Anna Richards Brewster

Anna Richards Brewster
Born Mary Ann Richards
1870
Germantown, Philadelphia
Died 1952
Nationality American
Education Cowles Art Academy
Spouse(s) William Tenney Brewster

Anna Richards Brewster (1870–1952) was an American painter.

Biography

She was born in Germantown neighborhood of Philadelphia, Pennsylvania. Her parents were the poet and playwright Anna Matlack and the landscape painter William Trost Richards. She studied at Cowles Art school, and with William Merritt Chase. In 1905, she married the literature professor William Tenney Brewster, who thereafter encouraged her to paint, although she stopped showing her work after the death of their son.
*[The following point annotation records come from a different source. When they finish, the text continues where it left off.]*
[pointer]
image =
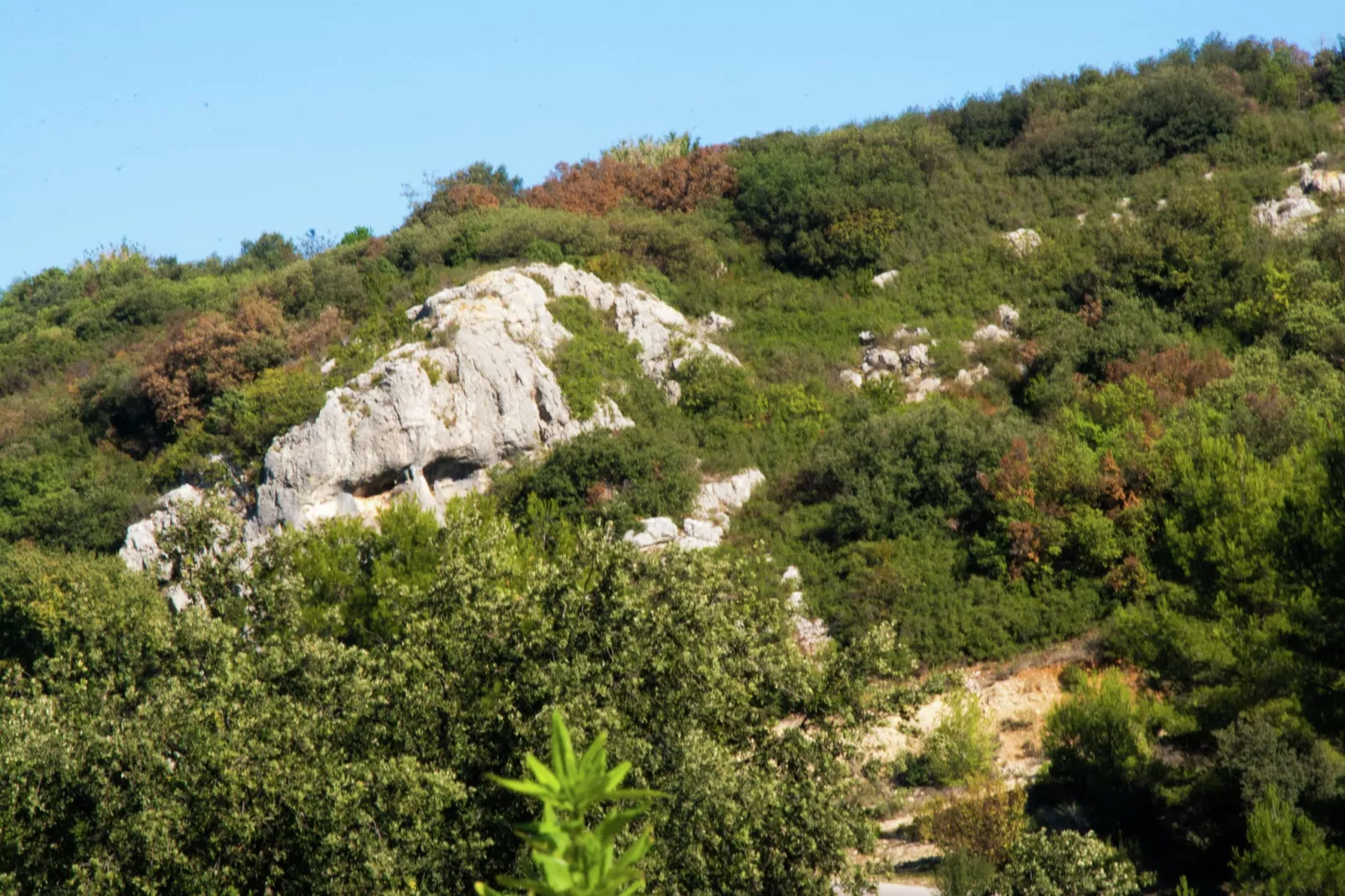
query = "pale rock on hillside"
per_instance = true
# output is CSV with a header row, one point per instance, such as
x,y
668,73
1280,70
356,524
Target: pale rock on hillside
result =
x,y
430,419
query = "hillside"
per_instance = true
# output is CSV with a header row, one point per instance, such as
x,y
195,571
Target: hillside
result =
x,y
736,452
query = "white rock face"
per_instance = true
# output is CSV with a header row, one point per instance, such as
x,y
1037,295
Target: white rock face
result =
x,y
1320,181
1023,241
662,529
812,634
714,322
719,498
1286,217
140,550
430,417
665,335
969,378
923,388
699,534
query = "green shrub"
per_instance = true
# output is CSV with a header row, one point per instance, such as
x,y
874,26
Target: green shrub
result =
x,y
599,362
1067,864
607,478
965,875
961,745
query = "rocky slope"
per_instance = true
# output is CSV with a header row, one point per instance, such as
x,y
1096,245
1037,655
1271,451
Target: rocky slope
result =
x,y
430,419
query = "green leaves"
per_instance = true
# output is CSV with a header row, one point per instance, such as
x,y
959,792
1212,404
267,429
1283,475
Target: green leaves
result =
x,y
570,857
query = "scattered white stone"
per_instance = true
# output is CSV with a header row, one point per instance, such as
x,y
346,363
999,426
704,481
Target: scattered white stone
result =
x,y
1286,217
703,530
969,378
721,497
883,358
714,322
992,332
641,540
178,598
140,550
1327,182
659,328
812,634
1023,241
918,355
661,529
925,389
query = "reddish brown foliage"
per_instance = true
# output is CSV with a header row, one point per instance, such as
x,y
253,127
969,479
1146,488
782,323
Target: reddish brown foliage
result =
x,y
470,195
588,188
210,354
1172,374
597,188
1013,481
328,328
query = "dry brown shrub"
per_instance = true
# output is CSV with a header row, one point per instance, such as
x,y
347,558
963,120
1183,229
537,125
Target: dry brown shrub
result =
x,y
588,188
985,821
470,195
596,188
1172,374
327,330
206,355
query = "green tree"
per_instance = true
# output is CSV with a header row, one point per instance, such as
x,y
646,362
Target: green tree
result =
x,y
568,856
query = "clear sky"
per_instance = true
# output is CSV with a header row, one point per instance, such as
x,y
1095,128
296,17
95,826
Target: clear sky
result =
x,y
188,126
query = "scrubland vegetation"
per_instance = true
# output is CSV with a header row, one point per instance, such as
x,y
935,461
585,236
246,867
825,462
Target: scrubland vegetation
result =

She is known for sculptures and illustrations as well as paintings.[1][2]

Like many American artists at the turn of the 20th century, Brewster made paintings of scenes from her travels; the Huntsville Museum of Art has one of fishermen in Volendam.[1] After her death in 1952, her husband gave much of her work to public and private institutions.[3]

References

  1. 1 2 "Anna Richards Brewster". Netherlands Institute for Art History (RKD).
  2. Heller, Jules; Heller, Nancy G. (2013-12-19). North American Women Artists of the Twentieth Century: A Biographical Dictionary. Routledge. ISBN 9781135638825.
  3. Brewster, Anna Richards; Maxwell, Judith Kafka; Hudson River Museum; Butler Institute of American Art; Fresno Metropolitan Museum of Art, History, and Science (2008-01-01). Anna Richards Brewster, American impressionist. Berkeley: University of California Press.